Every one of those things is going to cost BookBub money, so don’t bet on any of them ever happening. For now, I’m going to stick to Twitter ads and lower my CPC bid so I’m not losing money on every sale. Because you should never pay people to read your book.

9 thoughts on “BookBub Ads? I’m calling it. The patient is dead.

  1. I ran a couple of ads this week. The cpm didn’t get me a single click and cost me about $4. The cpc I did got me 3 clicks for an effective cpm of 60 cents.

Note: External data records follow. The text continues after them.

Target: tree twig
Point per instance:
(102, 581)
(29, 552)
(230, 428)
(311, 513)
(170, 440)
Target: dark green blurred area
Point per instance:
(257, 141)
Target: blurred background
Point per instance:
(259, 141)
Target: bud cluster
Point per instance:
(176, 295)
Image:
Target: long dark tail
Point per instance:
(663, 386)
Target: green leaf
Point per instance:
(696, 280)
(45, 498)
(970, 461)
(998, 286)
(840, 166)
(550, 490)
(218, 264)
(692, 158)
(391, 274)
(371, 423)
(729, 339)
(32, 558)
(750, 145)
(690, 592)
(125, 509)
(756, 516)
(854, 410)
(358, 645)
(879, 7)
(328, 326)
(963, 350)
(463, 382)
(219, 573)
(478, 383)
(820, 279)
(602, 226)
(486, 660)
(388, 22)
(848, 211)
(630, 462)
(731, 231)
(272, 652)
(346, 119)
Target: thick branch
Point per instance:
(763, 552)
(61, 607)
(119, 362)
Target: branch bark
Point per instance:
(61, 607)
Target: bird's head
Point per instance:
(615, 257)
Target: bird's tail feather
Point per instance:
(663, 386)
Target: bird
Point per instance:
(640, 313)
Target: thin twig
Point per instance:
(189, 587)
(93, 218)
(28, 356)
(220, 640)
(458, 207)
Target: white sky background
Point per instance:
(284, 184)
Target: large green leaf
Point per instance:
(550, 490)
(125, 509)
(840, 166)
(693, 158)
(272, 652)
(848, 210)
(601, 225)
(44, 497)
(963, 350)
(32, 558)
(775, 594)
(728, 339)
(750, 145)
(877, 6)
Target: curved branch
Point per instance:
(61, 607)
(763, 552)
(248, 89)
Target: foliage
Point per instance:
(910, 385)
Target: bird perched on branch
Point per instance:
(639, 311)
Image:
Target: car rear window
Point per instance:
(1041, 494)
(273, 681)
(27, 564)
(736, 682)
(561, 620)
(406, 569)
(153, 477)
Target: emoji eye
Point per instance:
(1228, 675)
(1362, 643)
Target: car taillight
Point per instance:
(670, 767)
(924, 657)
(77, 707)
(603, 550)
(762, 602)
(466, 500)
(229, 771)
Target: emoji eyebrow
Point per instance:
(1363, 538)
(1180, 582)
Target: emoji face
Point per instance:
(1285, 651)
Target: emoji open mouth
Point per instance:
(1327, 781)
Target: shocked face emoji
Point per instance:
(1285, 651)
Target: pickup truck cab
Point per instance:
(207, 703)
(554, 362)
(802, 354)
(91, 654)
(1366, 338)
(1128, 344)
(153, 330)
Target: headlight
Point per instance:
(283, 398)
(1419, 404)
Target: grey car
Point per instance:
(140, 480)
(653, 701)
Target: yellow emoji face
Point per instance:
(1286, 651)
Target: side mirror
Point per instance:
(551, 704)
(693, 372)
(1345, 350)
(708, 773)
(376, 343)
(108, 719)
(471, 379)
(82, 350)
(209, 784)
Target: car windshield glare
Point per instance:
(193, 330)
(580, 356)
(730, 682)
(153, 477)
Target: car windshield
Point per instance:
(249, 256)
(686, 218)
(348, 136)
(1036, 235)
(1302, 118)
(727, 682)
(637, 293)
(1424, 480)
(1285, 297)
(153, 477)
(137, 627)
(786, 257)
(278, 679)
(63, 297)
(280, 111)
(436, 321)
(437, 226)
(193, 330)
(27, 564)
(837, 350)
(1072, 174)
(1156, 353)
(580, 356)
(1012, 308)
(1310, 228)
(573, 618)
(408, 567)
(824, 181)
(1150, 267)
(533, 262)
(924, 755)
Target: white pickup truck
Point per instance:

      • Ah, the games Book Bub plays. I think Book Bub is a bit of a scam. I think they make it convoluted on purpose. I find playing Book Bub contortionist games on my ad exhausting such as what you describe. I now use something far more straight forward called just buy a danm ad on a popular alternative which for me right now is Book Gorilla. My ad did well there. I am researching others. Buh bye Book Bub. (My results were nearly the same as yours. $25 campaign. Sold four books. Never-mind. Moving on).

  2. Please disregard prior post. I wrongly recommended Book Gorilla but found a post about their latest “About” in which they are pretty snarky and mean about loser no-name authors on their site. They are also a blatant Amazon affiliate now. Who knows who they really are at this point. An ad I posted a year go did well but this was before they amalgamated into whatever they are now. My point is, no more games which is what Book Bub requires. My results were nearly the same as yours. I honestly also wonder who Book Bub even is at this point. I just want to buy a fairly priced ad and sell some books, get some exposure. Fussy Librarian is the next on the list…and he is/was a librarian and I hear a nice guy with reasonable pricing. He feels our pain as well. Point being you have to scout it out like a dog. No on Book Bub. No on Book Gorilla (who appears to be trying to become the next Book Bub). Maybe on FL. Other sites. Due diligence my friends. Thank you.